I think Edwards' approach distorts the history of the thinkers he describes, especially regarding pre-Darwin thinkers like Voltaire and John Stewart Mill. Both Voltaire and Mill believed in god, ascribing their belief to some variation of the argument from design (the argument that such complex things as the eye or the wing must have been designed by God). While Edwards cite' Darwin's discovery of Natural Selection as a refutation of the design argument, most of his discussion is centred on criticism of the design argument from a purely philosophical point of view.
I think Edwards misses the point: yes, the argument-from-design has had its problems (so many of them, indeed, that leading Christian theologians such as John Henry Newman have rejected it even before Darwin - see
Dawkins' GOD: Genes, Memes, and the Meaning of Life). But until Darwin, God offered the only plausible solution to the problem of apparent design. That is why Richard Dawkins wrote that Darwin's discovery allowed one to become an intellectually fulfilled atheist. The acceptance of God by pre-Darwinian thinkers was very plausible.

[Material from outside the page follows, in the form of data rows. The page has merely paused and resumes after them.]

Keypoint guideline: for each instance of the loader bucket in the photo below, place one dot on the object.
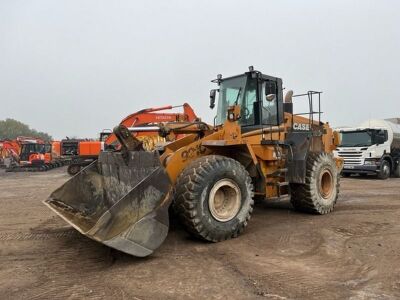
(120, 200)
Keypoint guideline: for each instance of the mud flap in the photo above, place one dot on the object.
(121, 200)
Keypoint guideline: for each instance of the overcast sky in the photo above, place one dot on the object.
(76, 67)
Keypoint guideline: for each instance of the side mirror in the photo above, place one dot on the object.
(270, 97)
(212, 98)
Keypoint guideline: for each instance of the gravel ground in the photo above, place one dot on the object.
(353, 253)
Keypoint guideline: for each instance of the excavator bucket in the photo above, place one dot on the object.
(120, 200)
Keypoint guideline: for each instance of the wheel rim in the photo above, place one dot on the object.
(326, 184)
(224, 200)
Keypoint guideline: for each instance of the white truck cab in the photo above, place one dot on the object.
(371, 148)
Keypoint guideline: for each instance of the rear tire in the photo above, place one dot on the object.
(320, 192)
(384, 171)
(214, 198)
(73, 169)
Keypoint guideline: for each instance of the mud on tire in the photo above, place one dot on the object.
(203, 186)
(321, 190)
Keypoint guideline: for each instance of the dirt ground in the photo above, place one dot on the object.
(353, 253)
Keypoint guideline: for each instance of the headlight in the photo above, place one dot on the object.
(370, 162)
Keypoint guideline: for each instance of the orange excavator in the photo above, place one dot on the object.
(28, 154)
(88, 151)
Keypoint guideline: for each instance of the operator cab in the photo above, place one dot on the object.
(259, 96)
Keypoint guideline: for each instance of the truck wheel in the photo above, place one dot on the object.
(73, 169)
(321, 190)
(214, 198)
(384, 171)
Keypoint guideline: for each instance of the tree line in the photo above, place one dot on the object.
(11, 129)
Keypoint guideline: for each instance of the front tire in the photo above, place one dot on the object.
(214, 198)
(320, 192)
(396, 172)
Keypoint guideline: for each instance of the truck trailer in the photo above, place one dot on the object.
(372, 148)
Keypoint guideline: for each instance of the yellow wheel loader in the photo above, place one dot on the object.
(256, 149)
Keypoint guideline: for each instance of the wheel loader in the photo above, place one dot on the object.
(257, 148)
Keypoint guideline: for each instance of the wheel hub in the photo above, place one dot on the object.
(224, 200)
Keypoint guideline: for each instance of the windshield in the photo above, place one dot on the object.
(238, 90)
(356, 138)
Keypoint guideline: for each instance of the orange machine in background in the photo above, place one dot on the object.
(88, 151)
(29, 154)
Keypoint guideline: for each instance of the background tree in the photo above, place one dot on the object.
(10, 129)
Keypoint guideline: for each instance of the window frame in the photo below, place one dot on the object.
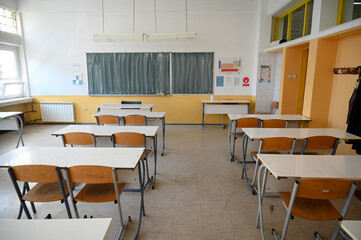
(306, 4)
(15, 50)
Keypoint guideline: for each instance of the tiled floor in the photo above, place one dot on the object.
(199, 193)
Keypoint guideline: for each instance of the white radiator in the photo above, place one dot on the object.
(57, 111)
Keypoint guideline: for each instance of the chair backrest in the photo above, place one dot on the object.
(90, 174)
(129, 139)
(35, 173)
(274, 107)
(107, 119)
(131, 102)
(276, 144)
(78, 138)
(274, 123)
(323, 189)
(320, 143)
(247, 122)
(135, 120)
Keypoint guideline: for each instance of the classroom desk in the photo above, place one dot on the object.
(233, 118)
(12, 121)
(352, 228)
(107, 131)
(126, 106)
(148, 114)
(299, 167)
(296, 133)
(224, 107)
(56, 229)
(121, 159)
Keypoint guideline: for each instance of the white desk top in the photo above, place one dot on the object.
(56, 229)
(120, 158)
(287, 117)
(105, 131)
(345, 167)
(298, 133)
(110, 105)
(225, 101)
(352, 228)
(4, 115)
(122, 113)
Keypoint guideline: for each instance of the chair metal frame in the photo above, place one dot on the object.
(290, 207)
(115, 182)
(251, 184)
(26, 188)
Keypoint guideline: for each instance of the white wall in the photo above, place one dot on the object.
(57, 35)
(11, 4)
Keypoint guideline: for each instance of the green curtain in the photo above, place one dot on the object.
(192, 73)
(128, 73)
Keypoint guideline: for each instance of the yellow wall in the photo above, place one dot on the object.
(180, 109)
(348, 55)
(291, 60)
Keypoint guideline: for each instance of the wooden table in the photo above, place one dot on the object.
(295, 133)
(107, 131)
(233, 118)
(224, 107)
(56, 229)
(126, 106)
(352, 228)
(148, 114)
(12, 121)
(298, 167)
(117, 158)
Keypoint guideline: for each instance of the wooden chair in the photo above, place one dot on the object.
(49, 187)
(243, 123)
(271, 146)
(274, 123)
(78, 139)
(107, 119)
(320, 143)
(101, 185)
(273, 110)
(310, 199)
(135, 120)
(132, 139)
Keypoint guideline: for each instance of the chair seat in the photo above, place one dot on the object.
(254, 154)
(46, 192)
(146, 153)
(95, 193)
(312, 209)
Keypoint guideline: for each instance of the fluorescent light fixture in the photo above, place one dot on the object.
(158, 37)
(118, 37)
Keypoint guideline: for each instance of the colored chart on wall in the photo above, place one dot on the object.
(229, 65)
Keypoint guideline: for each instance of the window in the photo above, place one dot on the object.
(294, 23)
(10, 80)
(7, 21)
(348, 10)
(150, 73)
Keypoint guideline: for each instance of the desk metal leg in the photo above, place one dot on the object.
(163, 126)
(20, 130)
(155, 146)
(229, 139)
(260, 198)
(203, 117)
(142, 208)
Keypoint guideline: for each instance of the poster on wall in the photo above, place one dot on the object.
(220, 81)
(265, 74)
(229, 65)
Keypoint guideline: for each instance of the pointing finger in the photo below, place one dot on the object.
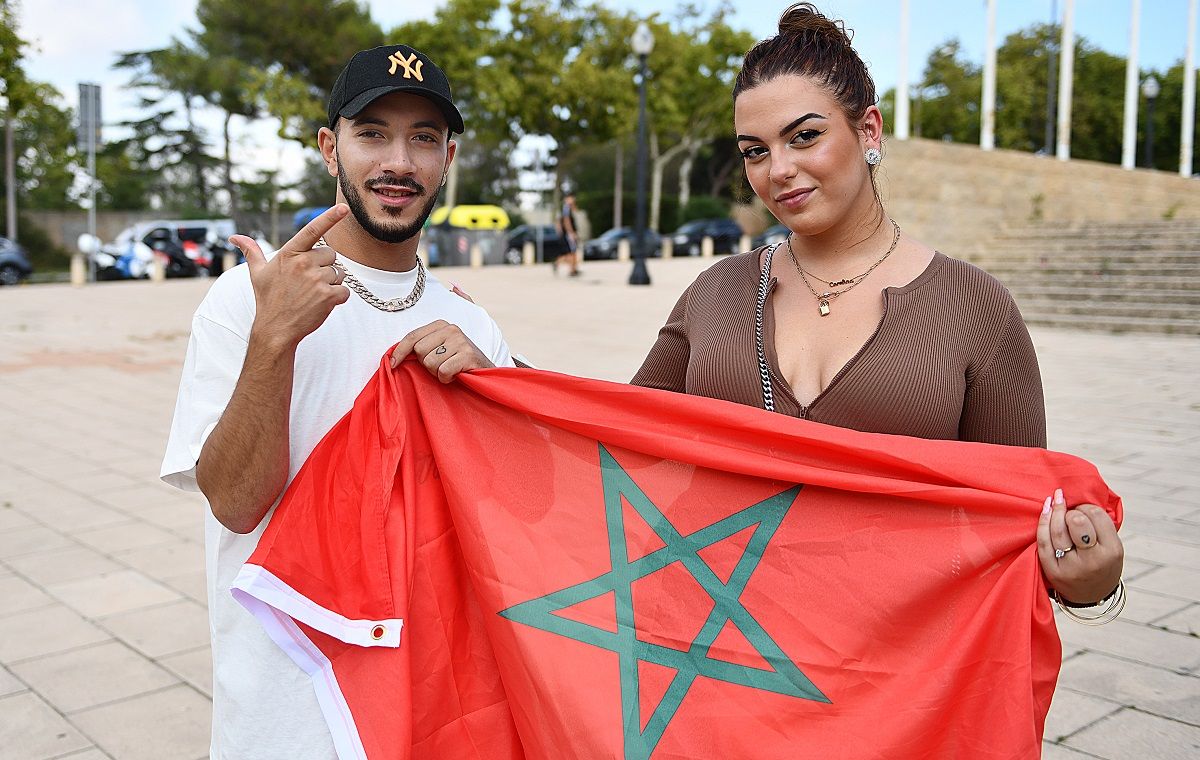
(255, 258)
(316, 229)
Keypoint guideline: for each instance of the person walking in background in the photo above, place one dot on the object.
(280, 349)
(568, 226)
(850, 322)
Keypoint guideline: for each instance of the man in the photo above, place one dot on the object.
(568, 226)
(281, 347)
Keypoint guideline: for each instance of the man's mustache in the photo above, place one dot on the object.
(402, 183)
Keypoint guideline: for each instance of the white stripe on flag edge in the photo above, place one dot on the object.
(261, 584)
(273, 602)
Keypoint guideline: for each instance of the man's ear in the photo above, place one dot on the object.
(327, 141)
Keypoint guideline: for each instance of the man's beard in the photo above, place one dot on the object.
(378, 229)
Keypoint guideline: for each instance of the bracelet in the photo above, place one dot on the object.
(1103, 611)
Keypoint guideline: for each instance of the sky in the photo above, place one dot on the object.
(78, 40)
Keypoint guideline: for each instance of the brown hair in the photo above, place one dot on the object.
(810, 45)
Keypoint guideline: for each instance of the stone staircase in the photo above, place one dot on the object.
(1135, 276)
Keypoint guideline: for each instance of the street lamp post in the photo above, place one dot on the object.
(1150, 89)
(642, 43)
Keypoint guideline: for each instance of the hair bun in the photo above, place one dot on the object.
(803, 19)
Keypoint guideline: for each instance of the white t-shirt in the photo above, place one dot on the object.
(263, 705)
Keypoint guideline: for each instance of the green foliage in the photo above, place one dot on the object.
(947, 101)
(46, 160)
(702, 207)
(43, 253)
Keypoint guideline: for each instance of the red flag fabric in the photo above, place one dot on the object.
(526, 564)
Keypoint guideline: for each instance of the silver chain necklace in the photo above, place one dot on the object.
(396, 304)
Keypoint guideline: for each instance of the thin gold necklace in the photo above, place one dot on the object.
(396, 304)
(850, 282)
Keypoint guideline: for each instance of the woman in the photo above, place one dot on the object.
(850, 322)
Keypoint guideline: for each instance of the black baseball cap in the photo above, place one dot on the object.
(391, 69)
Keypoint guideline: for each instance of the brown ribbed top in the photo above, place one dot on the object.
(951, 358)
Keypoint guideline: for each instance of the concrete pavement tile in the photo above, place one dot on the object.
(1186, 622)
(1182, 582)
(173, 723)
(192, 585)
(185, 520)
(165, 560)
(1146, 606)
(21, 542)
(1071, 711)
(64, 564)
(112, 593)
(12, 518)
(133, 534)
(45, 632)
(90, 676)
(195, 668)
(1174, 530)
(163, 629)
(1133, 734)
(9, 683)
(1134, 641)
(31, 730)
(76, 514)
(1163, 551)
(100, 482)
(1135, 568)
(1152, 689)
(18, 594)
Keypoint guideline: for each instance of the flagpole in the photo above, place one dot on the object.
(1129, 141)
(1189, 96)
(901, 126)
(1066, 78)
(988, 131)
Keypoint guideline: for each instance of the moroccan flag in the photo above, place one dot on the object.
(526, 564)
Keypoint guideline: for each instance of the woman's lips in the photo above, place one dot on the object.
(795, 198)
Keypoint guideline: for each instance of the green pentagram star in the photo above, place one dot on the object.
(784, 677)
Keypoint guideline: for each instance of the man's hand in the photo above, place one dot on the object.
(295, 291)
(443, 349)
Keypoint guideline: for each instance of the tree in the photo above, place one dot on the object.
(179, 153)
(948, 96)
(292, 49)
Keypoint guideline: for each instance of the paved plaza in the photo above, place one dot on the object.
(103, 636)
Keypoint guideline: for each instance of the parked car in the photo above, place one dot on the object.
(605, 246)
(553, 244)
(777, 233)
(15, 264)
(187, 247)
(726, 235)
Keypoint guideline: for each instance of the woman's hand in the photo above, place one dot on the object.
(1080, 552)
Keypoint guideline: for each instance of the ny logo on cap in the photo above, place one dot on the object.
(412, 66)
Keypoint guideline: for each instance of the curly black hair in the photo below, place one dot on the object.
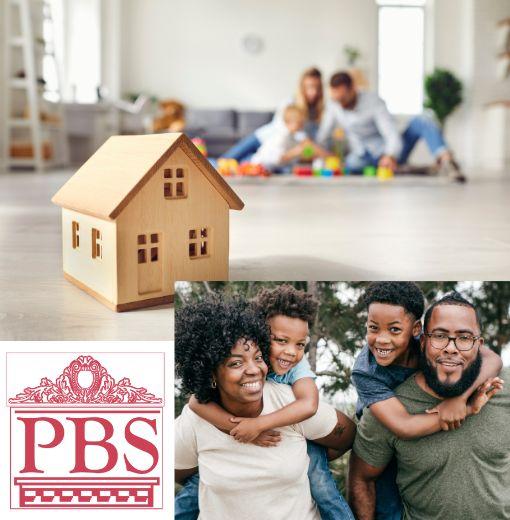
(288, 301)
(205, 333)
(405, 294)
(451, 298)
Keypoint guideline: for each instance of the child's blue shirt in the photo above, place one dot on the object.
(373, 382)
(302, 369)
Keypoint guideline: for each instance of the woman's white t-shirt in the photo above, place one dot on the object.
(243, 481)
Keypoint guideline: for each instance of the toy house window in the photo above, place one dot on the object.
(199, 242)
(148, 248)
(175, 183)
(76, 234)
(97, 246)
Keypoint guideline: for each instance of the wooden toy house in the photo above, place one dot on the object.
(141, 213)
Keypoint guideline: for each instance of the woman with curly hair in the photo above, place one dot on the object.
(222, 348)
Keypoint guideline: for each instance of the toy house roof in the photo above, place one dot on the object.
(109, 180)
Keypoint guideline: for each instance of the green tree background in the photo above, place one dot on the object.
(339, 330)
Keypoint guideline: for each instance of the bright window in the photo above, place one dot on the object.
(401, 55)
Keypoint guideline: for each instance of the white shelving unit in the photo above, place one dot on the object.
(26, 21)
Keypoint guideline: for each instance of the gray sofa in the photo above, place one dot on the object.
(221, 129)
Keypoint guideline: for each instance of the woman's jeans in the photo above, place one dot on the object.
(331, 504)
(420, 127)
(388, 504)
(186, 501)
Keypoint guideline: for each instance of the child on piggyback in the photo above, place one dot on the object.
(389, 357)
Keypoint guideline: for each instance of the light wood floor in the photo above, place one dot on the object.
(313, 229)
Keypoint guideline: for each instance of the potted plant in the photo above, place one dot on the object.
(443, 93)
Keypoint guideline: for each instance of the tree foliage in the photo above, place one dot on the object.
(339, 331)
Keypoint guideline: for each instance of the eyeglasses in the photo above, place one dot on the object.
(440, 340)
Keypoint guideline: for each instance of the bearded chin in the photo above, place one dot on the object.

This, I think, is a symptom of Edwards' general problem - that he considers the arguments of the philosophers apart from the context of their times. It is not for no reason that atheism and agnosticism became more widespread in the 19th and 20th century; increasing discoveries in all fields of human knowledge - from biblical archaeology to geology - made the theistic argument less credible. The new atheists were not better philosophers - they responded to better evidence.
One might have told the story of God and the Philosophers as the story of mankind's absorption of new knowledge; As the frontiers of knowledge expanded, the old version of theism became untenable, and was soon replaced by either a form of skepticism or highly sophisticated and arguably vacuous form of theism, one that shed much of the mystical content of religion. And of course, much of the religious reaction to science was negative - the denial of scientific knowledge (most flamboyantly in the case of America's creationists) and the disparagement of intellectualism.
Edwards' book fails either as an exploration of the ideas various Philosophers had about divinity or as a study of the effects of scientific knowledge on philosophical-religious thinking. But it is also a very personal description by a quirky yet insightful thinker of the various influences in his life, both intellectual and biographical. Read as a form of intellectual auto-biography, filled with heroes to worship (especially Bertrand Russels) and villains to detest (a host, chiefly ofcourse Heidegger), 'God and the Philosophers' is witty, entertaining and sheds a great deal of light on its author's mind.